The FAQs also declare that suppliers cannot be “asked to pay more
compensation in the future … than currently provided under the law.”
However, this ignores the fact that the law itself has a provision for
revising liability, which states that “the Central Government may … from
time to time … specify, by notification, a higher amount.”

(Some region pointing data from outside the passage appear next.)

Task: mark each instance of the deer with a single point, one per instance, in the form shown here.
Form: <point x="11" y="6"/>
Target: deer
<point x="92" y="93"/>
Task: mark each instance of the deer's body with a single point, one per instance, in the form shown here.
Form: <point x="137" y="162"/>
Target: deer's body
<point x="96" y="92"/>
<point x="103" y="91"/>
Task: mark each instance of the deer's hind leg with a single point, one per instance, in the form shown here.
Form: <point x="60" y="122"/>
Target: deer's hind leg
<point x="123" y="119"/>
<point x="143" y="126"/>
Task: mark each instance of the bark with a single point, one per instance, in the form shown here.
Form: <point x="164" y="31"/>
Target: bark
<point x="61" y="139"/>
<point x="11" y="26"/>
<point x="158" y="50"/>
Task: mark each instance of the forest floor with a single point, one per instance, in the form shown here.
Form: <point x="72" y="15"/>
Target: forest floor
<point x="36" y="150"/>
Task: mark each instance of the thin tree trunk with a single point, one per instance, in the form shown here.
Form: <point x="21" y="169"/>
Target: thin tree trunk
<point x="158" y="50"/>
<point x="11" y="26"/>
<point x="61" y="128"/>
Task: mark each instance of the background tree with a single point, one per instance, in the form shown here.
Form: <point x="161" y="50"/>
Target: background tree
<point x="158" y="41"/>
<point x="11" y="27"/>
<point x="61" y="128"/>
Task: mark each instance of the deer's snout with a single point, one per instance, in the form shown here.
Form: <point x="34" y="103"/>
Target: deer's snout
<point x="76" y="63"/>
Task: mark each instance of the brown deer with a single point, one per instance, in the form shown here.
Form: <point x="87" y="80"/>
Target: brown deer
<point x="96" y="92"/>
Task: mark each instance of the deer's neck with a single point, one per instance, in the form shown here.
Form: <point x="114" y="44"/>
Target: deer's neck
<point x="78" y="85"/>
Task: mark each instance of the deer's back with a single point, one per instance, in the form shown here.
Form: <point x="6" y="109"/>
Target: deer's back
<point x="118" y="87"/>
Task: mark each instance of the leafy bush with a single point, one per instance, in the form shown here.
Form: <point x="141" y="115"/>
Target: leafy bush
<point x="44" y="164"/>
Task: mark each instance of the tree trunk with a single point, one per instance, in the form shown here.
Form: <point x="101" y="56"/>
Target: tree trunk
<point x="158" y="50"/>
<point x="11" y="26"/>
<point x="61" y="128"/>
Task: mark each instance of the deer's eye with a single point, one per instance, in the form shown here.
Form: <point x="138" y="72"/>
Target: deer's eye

A revision of the cap with time is only natural. Several decades from
now, Rs. 1,500 crore may be worth much less than it is currently.
Therefore, the government’s move to perpetually limit supplier liability
to this nominal amount defies basic economic principles, and implies
that victims will receive a lower compensation, in real terms, for
future accidents.

Finally, the FAQs assert that the liability act, ipso facto, takes away
the rights of victims to sue suppliers even under other laws. If this
interpretation of the law is correct, then it implies that suppliers
cannot be prosecuted even for criminal negligence.

Double standards

This provides a striking example of double standards. Under U.S. law,
suppliers can be held legally responsible for accidents. Consequently,
for decades, the U.S. refused to join any international convention that
would require it to legally indemnify suppliers. When it engineered the
Convention on Supplementary Compensation for Nuclear Damage, it inserted
a “grandfather clause” to ensure that it would not have to alter its own
law. In contrast, the Indian government seems willing to meekly
surrender the rights of its citizens.

It is sometimes argued that India must make these concessions to “repay”
the U.S. for its help in facilitating India’s access to international
nuclear commerce. U.S. policymakers pushed for such access in a
calculated attempt to induce India to support its geostrategic
objectives and to ensure that U.S. companies would have access to the
emerging Indian nuclear market. However, just because the Manmohan Singh
government accepted this Faustian pact — and even cast an unconscionable
vote against Iran at the International Atomic Energy Agency — does not
mean that the country needs to repay this self-serving “favour”
endlessly by bending its laws and spending billions of dollars on U.S.
reactors.

Although the question of liability is somewhat abstruse, it deserves
greater public attention because it serves as a clear lens to understand
the central conflict involved in India’s nuclear expansion: the desire
of nuclear vendors to have profitability without accountability and the
interests of ordinary people who could be potential victims. The
government’s attempt to resolve this conflict in favour of the industry
is a revealing indicator of its priorities.

(M.V. Ramana and Suvrat Raju are physicists with the Coalition for
Nuclear Disarmament and Peace. Ramana is the author of The Power of
Promise: Examining Nuclear Energy in India, 2012.)